Войтевич, казалось, не услышал ее, он молча наложил ей на плечо жгут. Ирина беспомощно смотрела на свою руку и даже не пыталась сопротивляться:
— Зачем вы это делаете?
Войтевич отозвался равнодушно:
— Потерпи, это не больно.
— Почему вы нас тут держите? — с тоской спросила Ирина. — Я хочу домой… Хочу увидеть своих детей…
— Это невозможно, — так же равнодушно ответил ее мучитель.
— Почему? Разве они еще не приехали?.. — медленно произнося слова, продолжала расспрашивать Ирина. Сонливость не отпускала, приходилось выныривать из нее, как из омута.
Войтевич и не думал жалеть ее:
— Твои дети погибли. На лагерь, где они отдыхали, сошла лавина… Ни Андрея, ни Нади больше нет, — жестко бросил он.
Ирина, не понимая, смотрела на него, она не верила, происходящее казалось кошмаром, бредом больного человека. В голове шумело, перед глазами качалось и плыло туманное марево. Войтевич, не обращая на нее внимания, набрал кровь в шприц.

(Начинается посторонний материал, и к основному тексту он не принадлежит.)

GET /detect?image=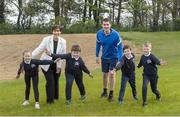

Когда он ушел, Ирина осталась лежать, глядя в потолок, по щекам ее текли слезы. В кроватке начал ворочаться и кряхтеть ее ребенок. Она с трудом поднялась, подошла к сыну, взяла его на руки, стала укачивать, напевая, и ей как будто вторил голос дочери:
Спит корова, спит бычок,
В огороде спит жучок.
И котенок рядом с кошкой
Спит за печкою в лукошке…
Андрей
Перед тем как зайти в комнату к сестренке, чтобы пожелать ей спокойной ночи, Андрей столкнулся с ее учительницей. Анна, про себя он не называл ее иначе, одетая по-домашнему, очень просто и в то же время сексуально, оказалась совсем близко, лицом к лицу. Андрей замер от неожиданности, а она обрадовалась, заговорила с ним своим мягким, нежным голосом, снова начала благодарить за спасение. Ему стало неловко и в то же время приятно. Он вспомнил, как перед каникулами нашел учительницу в лесу, как освободил ее ногу из капкана, как нес к машине. Анна и раньше ему нравилась, но сегодня он словно взглянул на нее другими глазами, как будто впервые увидел. Глаза у нее такие лучистые, глубокие, а губы… Андрей смутился и отвел взгляд.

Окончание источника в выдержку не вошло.